On June 9th, 2020 primary elections were taking place in the red-leaning, southern state of Georgia. Lines were long, machines were broken, people were angry. Atlanta voter, Kaylon Brooks described the effort to vote as “Hot and terrible.” However, he was not in the least bit surprised. Georgia has a strong history of deterring voters from the polls, not approving voter registrations, and implementing obstacles– such as voting policies, that require extra steps to be taken just to vote. In 2018, then secretary of state, Brian Kemp was sued. His office failed to approve 53,000 voting applications, most of them filed by African Americans. 

The majority of Georgia votes red. (Wikimediacommons.com)

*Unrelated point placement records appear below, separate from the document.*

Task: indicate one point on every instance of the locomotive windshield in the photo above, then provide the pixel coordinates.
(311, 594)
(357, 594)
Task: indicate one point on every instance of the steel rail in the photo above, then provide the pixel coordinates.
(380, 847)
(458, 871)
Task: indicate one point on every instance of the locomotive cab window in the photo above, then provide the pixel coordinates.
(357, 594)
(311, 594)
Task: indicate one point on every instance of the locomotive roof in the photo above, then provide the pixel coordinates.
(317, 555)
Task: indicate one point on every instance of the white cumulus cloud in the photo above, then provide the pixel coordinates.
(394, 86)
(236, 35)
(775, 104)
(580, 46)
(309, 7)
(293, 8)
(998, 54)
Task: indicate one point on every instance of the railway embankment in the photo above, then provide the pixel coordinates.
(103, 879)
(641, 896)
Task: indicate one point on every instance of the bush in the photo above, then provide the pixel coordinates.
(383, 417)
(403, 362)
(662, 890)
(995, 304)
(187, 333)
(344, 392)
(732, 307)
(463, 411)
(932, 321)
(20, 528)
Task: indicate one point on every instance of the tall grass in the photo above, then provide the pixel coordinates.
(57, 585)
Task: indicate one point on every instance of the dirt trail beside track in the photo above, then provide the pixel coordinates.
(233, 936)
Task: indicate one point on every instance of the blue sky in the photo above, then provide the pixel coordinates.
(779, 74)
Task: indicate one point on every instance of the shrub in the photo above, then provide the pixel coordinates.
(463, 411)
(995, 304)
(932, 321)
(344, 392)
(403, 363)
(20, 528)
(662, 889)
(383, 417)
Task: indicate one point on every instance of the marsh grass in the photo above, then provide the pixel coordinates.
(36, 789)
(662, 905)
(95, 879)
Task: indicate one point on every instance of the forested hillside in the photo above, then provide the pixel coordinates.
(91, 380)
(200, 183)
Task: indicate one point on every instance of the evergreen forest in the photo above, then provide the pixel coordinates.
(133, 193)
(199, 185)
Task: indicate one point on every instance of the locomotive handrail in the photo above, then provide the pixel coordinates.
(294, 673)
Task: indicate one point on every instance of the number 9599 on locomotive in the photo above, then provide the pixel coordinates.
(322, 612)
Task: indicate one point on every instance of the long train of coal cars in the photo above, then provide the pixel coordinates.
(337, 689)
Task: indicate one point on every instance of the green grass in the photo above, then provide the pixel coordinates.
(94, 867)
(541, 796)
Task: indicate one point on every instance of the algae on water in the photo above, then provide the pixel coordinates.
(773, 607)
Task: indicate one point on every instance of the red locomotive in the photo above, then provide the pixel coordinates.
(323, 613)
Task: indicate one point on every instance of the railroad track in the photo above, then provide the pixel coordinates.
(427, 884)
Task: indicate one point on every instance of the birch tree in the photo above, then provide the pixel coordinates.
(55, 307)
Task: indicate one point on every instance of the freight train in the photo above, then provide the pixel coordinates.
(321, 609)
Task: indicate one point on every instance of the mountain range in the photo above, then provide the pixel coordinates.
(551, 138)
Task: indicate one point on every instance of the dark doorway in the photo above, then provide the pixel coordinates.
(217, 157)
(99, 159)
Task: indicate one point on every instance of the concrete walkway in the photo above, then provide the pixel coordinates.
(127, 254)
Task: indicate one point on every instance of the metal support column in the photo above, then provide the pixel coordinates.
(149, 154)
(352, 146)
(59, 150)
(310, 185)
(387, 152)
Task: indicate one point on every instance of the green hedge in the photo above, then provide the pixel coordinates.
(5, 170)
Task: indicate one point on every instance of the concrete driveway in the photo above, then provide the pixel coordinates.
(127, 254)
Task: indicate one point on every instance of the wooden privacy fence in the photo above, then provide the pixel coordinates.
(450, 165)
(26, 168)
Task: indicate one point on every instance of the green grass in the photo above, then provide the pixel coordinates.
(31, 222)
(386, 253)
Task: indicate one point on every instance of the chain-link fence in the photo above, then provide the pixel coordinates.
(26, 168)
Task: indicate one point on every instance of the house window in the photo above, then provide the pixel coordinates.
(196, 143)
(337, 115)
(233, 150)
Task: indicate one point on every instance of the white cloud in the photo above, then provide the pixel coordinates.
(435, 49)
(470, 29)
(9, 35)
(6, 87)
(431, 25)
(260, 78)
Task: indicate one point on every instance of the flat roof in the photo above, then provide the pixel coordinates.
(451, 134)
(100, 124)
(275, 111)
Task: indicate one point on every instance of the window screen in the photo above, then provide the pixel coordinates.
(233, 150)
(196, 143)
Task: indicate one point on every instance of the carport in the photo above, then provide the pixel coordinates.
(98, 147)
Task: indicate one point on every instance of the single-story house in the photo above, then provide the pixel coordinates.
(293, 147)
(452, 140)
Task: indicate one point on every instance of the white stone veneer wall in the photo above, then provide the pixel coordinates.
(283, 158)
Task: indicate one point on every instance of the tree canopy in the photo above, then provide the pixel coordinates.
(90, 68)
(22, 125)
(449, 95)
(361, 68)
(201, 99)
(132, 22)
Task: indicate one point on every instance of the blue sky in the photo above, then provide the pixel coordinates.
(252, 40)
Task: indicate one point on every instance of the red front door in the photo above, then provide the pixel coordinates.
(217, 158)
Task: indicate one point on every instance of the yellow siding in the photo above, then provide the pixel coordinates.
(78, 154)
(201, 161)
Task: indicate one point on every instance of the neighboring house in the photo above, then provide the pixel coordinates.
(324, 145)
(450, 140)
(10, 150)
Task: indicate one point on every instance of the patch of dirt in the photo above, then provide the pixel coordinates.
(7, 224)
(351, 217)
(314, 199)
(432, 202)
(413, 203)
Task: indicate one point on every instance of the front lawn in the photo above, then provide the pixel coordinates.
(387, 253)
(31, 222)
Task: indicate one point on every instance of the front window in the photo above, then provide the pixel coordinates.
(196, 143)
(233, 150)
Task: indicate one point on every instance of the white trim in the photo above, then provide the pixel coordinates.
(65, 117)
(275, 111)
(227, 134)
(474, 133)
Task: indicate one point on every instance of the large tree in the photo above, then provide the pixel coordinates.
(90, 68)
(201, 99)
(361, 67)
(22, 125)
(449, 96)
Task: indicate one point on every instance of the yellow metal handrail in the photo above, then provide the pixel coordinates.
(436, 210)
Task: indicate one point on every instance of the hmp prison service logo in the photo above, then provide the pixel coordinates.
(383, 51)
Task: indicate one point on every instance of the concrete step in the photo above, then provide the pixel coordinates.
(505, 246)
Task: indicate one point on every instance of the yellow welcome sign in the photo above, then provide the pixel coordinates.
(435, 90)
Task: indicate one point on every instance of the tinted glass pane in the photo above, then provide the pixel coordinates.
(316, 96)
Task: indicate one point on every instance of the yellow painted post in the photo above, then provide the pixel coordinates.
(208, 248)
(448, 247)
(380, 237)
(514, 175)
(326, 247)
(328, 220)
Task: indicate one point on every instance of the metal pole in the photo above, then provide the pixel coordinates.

This is called voter suppression, which is the act of influencing election outcomes by preventing specific groups of people from voting. In the south, these specific groups are black and brown voters. A collection of people that tend to lean left in every election. With the population of African Americans on the rise in the south, the seats normally occupied by republicans are threatened. They are being shoved out of their precious offices, and are fighting back by targeting the black and brown vote. One of the most important rights a U.S citizen has is the right to vote. And the fact that that right is endangered by control and power is a shot to democracy and a blow to the principles America was founded upon. The misfortunes occurring in Georgia have the potential to impact the nation, especially with the presidential election three months away and the difficulties of voting during the COVID-19 pandemic. Meaning, when one is down others must rise and in this case, cast a vote. 

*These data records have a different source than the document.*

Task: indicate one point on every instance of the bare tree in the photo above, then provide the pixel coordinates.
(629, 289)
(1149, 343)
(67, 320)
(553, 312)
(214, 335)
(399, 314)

New York must vote, and every other state with embarrassingly low voter turn out rates. In the city’s last mayoral election, only 26% voted. For 2016’s federal elections, 57% voted. For one of the most populated, diverse states in the country, these statistics are unacceptable. New York needs to vote, and we need to start with the youth. According to Yesenia Burgos, one of the founders of Yvote– a cross-partisan organization determined to encourage young people to vote. Most people are not voting because “They think their vote doesn’t matter.” Burgos believes that New York makes registering for voting inaccessible and the foundation of civic education that should be learned in schools is absent among young voters. When Burgos referred to New York’s inaccessibility towards voting she was correct. New York does not allow early voting, same-day registration, and you cannot register online. The state must modernize its accessibility and young people need to adjust their outlook on elections to understand that their vote matters. 

States that have limited the right to vote (Flickr.com)

“Voting is one of the most powerful tools there is in a democratic society,” Burgos stated. And it’s a blessing and a curse. We the people have the power to change the nation for the better, but we also have the cards to destroy it if we don’t vote and let others control our country. This is why voter suppression must be put to an end, but while it continues people across the nation must step up and use their voice when others cannot. New York must step up by making voting more accessible to its citizens, and young people must step up and go out to vote when it’s time. Politicians benefiting from voter suppression must speak out against this injustice. To preserve America’s democracy everyone must step up and do what is right.